VIDEO: Dennis Frye – General Jackson at Harper’s Ferry – TRT: 4:15

Dennis Frye

Well, the Virginia militia, of course, is citizen soldiers. It would be like our national guard today, but with this difference: many of these militiamen that would start to stream into Harper’s Ferry in the early days of the war right after April the 18th, right as Virginia occupied fully Harper’s Ferry, many of these men had practiced as militiamen, drilled as militiamen, but certainly had never been soldiers before, certainly never soldiers in battle. So, hundreds and, then thousands – ultimately up to eight thousand men – start to descend on Harper’s Ferry in the opening weeks of the war. Now remember that the population of Harper’s Ferry, Bolivar and Virginius Island – all combined – was only about 2.900 citizens. The town’s population almost triples within a month as a result of all these soldiers massing at Harper’s Ferry. Initially, these soldiers were commanded by Virginia militia generals with very gaudy uniforms and very colorful. They brought with them their big staffs and they had lots of whiskey and whiskey became the principal liquid nourishment of the day for many of these soldiers as they came into town as favors would be asked and favors would be passed. It really was a circus. In fact, Henry Kyd Douglas, who lived in Maryland, opposite Shepherdstown, decided to cast his lot with the new confederacy. (He) would cross the Potomac, come to Shepherdstown, joined company B – the Hamtramck guard of the 2nd Virginia infantry and would come to Harper’s Ferry. A lawyer who would volunteer as a private and he would report in the early days of the war that nothing was serious, yet everything was a joke.
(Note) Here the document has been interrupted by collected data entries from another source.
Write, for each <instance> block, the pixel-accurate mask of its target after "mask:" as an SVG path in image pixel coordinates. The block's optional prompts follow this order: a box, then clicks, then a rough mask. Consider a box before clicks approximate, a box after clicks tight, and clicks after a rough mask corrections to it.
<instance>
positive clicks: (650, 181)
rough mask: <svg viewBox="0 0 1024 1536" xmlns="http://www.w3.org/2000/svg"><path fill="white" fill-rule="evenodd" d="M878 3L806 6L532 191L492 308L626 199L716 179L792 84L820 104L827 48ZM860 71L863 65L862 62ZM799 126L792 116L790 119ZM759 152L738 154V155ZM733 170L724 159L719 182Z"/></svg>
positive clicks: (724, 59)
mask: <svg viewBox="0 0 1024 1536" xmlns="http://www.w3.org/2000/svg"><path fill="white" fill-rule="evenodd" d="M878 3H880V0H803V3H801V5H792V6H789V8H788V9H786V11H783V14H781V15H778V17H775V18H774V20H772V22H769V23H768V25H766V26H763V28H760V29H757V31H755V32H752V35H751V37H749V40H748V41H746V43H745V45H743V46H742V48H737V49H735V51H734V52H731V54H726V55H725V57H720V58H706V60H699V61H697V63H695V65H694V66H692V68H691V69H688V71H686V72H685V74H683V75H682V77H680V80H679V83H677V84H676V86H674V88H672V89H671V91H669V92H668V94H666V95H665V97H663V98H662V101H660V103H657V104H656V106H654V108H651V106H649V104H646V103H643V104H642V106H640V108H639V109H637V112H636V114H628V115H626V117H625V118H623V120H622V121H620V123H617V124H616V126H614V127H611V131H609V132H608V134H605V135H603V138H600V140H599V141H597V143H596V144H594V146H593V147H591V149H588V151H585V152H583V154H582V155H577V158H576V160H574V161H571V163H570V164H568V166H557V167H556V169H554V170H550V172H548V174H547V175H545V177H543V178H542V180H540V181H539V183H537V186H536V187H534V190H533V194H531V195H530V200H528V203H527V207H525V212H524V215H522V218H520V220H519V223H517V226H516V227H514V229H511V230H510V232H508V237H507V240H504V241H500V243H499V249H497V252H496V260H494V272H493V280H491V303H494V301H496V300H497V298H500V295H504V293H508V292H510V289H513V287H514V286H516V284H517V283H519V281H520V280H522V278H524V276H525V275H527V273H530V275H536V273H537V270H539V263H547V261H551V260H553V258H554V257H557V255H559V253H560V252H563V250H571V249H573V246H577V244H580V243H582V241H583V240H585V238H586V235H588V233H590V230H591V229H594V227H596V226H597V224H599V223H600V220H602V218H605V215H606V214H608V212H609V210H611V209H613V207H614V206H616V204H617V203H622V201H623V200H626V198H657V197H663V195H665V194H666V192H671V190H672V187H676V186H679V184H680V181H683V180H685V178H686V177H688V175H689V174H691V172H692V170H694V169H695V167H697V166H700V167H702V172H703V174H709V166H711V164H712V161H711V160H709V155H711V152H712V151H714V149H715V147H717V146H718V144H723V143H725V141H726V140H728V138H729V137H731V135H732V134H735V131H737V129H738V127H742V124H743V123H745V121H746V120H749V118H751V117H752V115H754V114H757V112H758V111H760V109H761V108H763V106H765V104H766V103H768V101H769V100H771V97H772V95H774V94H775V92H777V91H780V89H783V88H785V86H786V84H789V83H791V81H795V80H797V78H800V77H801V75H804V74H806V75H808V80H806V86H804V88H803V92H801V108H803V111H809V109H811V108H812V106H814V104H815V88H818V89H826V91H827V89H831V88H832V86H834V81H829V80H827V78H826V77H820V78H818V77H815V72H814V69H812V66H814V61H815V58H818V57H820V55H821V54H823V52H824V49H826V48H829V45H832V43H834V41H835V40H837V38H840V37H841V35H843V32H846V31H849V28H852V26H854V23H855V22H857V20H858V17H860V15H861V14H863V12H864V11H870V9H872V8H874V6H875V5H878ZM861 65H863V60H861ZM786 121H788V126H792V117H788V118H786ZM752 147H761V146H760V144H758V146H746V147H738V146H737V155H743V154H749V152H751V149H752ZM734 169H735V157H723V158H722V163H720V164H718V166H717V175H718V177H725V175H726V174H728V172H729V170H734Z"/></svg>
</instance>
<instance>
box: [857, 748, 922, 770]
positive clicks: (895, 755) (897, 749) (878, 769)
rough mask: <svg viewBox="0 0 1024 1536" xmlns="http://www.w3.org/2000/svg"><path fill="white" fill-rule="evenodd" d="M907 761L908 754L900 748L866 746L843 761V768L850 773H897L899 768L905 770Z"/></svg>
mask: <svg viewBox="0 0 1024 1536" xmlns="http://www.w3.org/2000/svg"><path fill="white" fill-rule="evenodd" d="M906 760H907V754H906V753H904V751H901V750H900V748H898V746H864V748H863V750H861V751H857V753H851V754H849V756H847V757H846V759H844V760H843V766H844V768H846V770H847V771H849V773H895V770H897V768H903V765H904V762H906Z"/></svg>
Well, this would soon end – this joke. A serious face and a serious person would soon arrive and his name is Jackson – Thomas Jonathan Jackson; yes, same as “Stonewall” Jackson, but in April of 1861, he isn’t known as “Stonewall.” He is known as a Professor Jackson, a professor at the Virginia Military Institute where he taught physics and he taught artillery to the men, the young students there at VMI. Virginia needed someone who had experience to command at Harper’s Ferry and to take these militia – these citizen soldiers and make them real battle-hardened soldiers. Jackson himself was battle-hardened. Jackson himself was a graduate of West Point. Jackson had fought in Mexico and had fought with great bravery in Mexico and was acknowledged for his bravery as an artilleryman while fighting in the Mexican war. Of course, he had come to Lexington where he had lived for just about 10 years prior to the outbreak of the civil war. But when Virginia seceded, Jackson, who himself was opposed to secession just like Robert E. Lee, Jackson would cast his future with his home state, with Virginia, and his very first assignment of the civil war would be to take command at Harper’s Ferry. No one then knew that the famous – soon to become very famous – Stonewall Jackson had arrived.